The setting: An awkward situation. Maybe it’s your great grandma’s 105th birthday party and the only people there have hearing aids and need to be screamed at in order to hear what you said. Or maybe you’re at the lunch table, and your friend convinces you to sit with someone you don’t know and then gets up to go get a napkin, leaving you with a stranger and absolutely nothing to say (so…. you like breadsticks?).
A little known fact about Buddhist monks is that when they’re bored during meditation, they pull our their cell phones and play Candy Crush. (Photo CC by KX Studio)
Whatever the awkward situation is, the first thing 99% of us do is pull out our phones and check Facebook or Twitter or whatever, even if we literally checked it 3 seconds prior. I know I’m guilty of doing this, even when situations aren’t all that awkward. It’s like my brain needs to be stimulated 24/7, and anything short of engaging conversation isn’t enough to hold my full attention.
While I can’t blame anyone for pulling out a technological device when the conversation turns stagnant (I know I do), a mindful usage of technology it is not.

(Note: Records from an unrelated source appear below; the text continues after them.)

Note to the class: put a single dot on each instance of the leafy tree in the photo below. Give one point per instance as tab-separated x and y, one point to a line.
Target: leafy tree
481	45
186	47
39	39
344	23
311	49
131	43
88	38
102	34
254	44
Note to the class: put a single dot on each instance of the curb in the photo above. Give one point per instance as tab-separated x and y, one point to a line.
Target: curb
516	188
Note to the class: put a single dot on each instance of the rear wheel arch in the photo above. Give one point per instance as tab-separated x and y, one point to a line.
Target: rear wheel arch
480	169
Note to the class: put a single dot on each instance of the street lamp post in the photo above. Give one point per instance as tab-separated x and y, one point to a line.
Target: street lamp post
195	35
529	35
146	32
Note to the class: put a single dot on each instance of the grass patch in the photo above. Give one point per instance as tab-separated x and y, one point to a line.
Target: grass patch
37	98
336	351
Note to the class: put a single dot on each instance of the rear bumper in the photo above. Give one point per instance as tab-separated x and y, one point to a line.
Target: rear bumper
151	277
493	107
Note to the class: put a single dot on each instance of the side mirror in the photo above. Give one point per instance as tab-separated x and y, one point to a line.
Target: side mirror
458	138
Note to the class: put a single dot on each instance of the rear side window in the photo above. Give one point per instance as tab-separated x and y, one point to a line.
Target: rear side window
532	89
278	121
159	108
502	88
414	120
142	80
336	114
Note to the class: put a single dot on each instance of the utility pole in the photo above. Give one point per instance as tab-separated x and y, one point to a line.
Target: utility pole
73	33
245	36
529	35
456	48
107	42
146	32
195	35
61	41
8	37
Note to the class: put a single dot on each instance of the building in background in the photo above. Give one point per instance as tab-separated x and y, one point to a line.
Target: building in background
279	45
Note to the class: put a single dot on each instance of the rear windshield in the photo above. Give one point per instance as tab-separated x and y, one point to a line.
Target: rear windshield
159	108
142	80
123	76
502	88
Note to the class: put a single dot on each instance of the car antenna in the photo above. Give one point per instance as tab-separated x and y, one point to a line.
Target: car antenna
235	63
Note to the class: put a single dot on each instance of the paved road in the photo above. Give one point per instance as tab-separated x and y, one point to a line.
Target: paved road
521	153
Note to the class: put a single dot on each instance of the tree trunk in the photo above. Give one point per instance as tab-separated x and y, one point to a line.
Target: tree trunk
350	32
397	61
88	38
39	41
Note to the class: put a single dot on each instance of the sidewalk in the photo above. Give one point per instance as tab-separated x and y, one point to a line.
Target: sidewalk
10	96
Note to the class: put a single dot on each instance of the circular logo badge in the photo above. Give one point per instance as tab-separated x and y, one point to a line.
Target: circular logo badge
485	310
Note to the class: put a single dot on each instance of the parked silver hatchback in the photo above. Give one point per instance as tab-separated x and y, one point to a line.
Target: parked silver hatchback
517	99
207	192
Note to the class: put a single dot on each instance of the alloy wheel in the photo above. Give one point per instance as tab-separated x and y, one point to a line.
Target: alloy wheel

While technology and social media and great tools and outlets for learning, most of us don’t usually use them in this manner. Most of us look up “20 Funniest Cat Videos” and “She fell off the Stairs… and You Won’t Believe what Happened Next!”
Oh cats… always being funny. (Photo CC by Thank you for visiting my page.)
After perusing this week’s article about what happens when teens put away their phones for three days, I kind of have to admit that I’m a little bit too attached to my phone. I always have to have it within arm’s reach, if not literally touching my person. Anytime I can’t find it, I have a mini panic attack. And I mean, this is all reasonable. Phones are expensive and vital to life in today’s society. If I didn’t have my phone, I wouldn’t be able to receive my mother’s 1,500 daily texts (which I secretly enjoy) or keep up with my school e-mail account, which lets me know when class is cancelled (a vital thing to know).
However, I also do know the freeing feeling of being disconnected from this constant stream of information. When my high school went on a week-long service trip to the Pine Ridge Reservation, we were encouraged to put our phones away and focus on the service we were providing and the beauty of the land. And this was super awesome. Sure, I missed texting my boyfriend, but I garnered a lot of positive memories from the trip, memories I may not have had if I was plugged into my phone the whole week.
I think that key to the mindful use of technology is moderation. Just like the guy that gave up the internet for a year said, technology can be a burden, but it’s also a necessary tool to in today’s society. He missed out on spending time with his relatives and important news because of his disconnect from the rest of the world. In addition, they guy said that he didn’t really even do anything productive with the time he saved by not being on the internet, and instead played a lot of video games (which, I mean, technically can connect to the internet, so I’m like, cheater, but whatever).
The point is, technology itself is not inherently good or bad. It’s what we do with it that makes it a mindful tool or a time waster. By pulling out our phones every time a situation gets awkward, we may miss out on opportunities to get to know an interesting person or to learn more about a topic we’re passionate about. Learning to use technology in a mindful way is a vital life skill, as our senses are being constantly bombarded by media and advertising on the internet, and we need to know what is helpful and what is harmful. Most of all, practicing moderation in use of technology will help us learn to use moderation in other aspects of life, and moderation is one of the best pathways to a happy life.
And even if you happen to be stuck at a lunch table with somebody you don’t know, asking them if they like breadsticks instead of plugging into your phone could be the start of a beautiful friendship.